The other thing that makes Cash Cobain stand out, and maybe his greatest asset, is his sound. He’s the self-proclaimed Sample God and an undisputed architect of New York hip hop’s sample drill subgenre, taking snippets of highly recognizable songs across genres and recontextualizing for the present with trap, drill, and club music production.
Unlike some of the crate-diggin’ hip-hop producers before him, Cash’s approach to sampling leans into familiarity, not obscurity. His sample sources reflect the music in the environments he’s in: the albums his parents and siblings play at home, the piped-in music of the stores in the mall, or a 2000s throwback set in a nightclub can all serve as inspiration for his next hit. “Most of the time, samples be coming to me, he explains. “I’ll be listening to music like, ‘I like this part right here,’ and I open my phone and Shazam it, or I might already know the song.
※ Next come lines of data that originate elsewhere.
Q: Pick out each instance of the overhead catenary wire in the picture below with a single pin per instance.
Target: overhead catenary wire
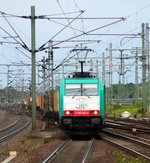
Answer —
(23, 44)
(90, 31)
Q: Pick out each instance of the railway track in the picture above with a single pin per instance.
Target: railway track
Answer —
(72, 151)
(134, 145)
(15, 128)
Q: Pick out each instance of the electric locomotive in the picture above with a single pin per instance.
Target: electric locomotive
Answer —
(82, 104)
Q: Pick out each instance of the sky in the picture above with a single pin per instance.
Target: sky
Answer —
(135, 13)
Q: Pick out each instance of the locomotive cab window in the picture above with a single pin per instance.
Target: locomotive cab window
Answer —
(81, 90)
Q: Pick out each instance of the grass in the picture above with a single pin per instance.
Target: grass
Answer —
(123, 158)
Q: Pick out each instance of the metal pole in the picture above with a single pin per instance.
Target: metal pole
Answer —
(33, 71)
(136, 77)
(143, 71)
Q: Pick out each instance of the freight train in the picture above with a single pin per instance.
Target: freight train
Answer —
(79, 102)
(82, 104)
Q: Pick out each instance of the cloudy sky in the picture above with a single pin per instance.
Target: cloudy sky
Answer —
(12, 24)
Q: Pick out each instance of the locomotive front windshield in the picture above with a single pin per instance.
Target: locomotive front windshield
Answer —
(81, 90)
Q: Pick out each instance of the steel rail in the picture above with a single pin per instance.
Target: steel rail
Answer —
(88, 152)
(57, 151)
(15, 132)
(127, 137)
(127, 126)
(126, 148)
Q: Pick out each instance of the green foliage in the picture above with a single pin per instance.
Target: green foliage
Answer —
(116, 111)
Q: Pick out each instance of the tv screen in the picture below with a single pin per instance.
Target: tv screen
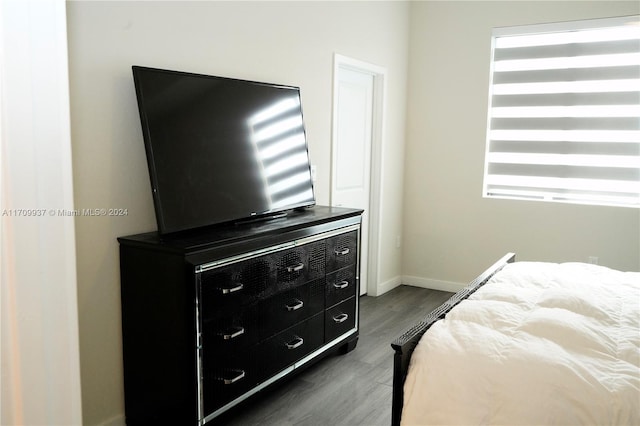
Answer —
(221, 149)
I love it when I’m in a Uber, and I hear a song on the radio, and I’m like, ‘What the hell is this?! I gotta sample this!’”
With a broad musical palate that enables him to flip hits from sources as disparate as Plain White Ts, Konshens, Toni Braxton, and Cortex into certified bops, he’s gone from teen tinkering with FL Studio to an in-demand producer for everyone from hometown heroes like Shawny Binladen and FLEE, to out-of-state rappers with cult followings like LUCKI, to artists teetering on the edge of superstardom like Trippie Redd, Lil Uzi, and Lil Yachty. He’s even got pop stars from across the pond tapped in, as he’s already produced a song for eclectic British artist PinkPanthress.
After signing to music biz power player Irving Azoff’s Giant Music label earlier this year, Cash is poised to take his slizzy movement further than ever with the release of his sixth album and first major-muscle-backed release, Pretty Girls Love Slizzy. The project finds Cash giving the Slizzy/Sample God treatment to samples like Drake’s “Dreams Money Can Buy” and Nelly and Kelly Rowland’s ”Dilemma” to create anthems for the young and lit, something that comes naturally to him and fits with his lifestyle. “I could wake up in the middle of the night and make a song. I could come home from a drunk, lit night and make a song. We just free. I’m free.”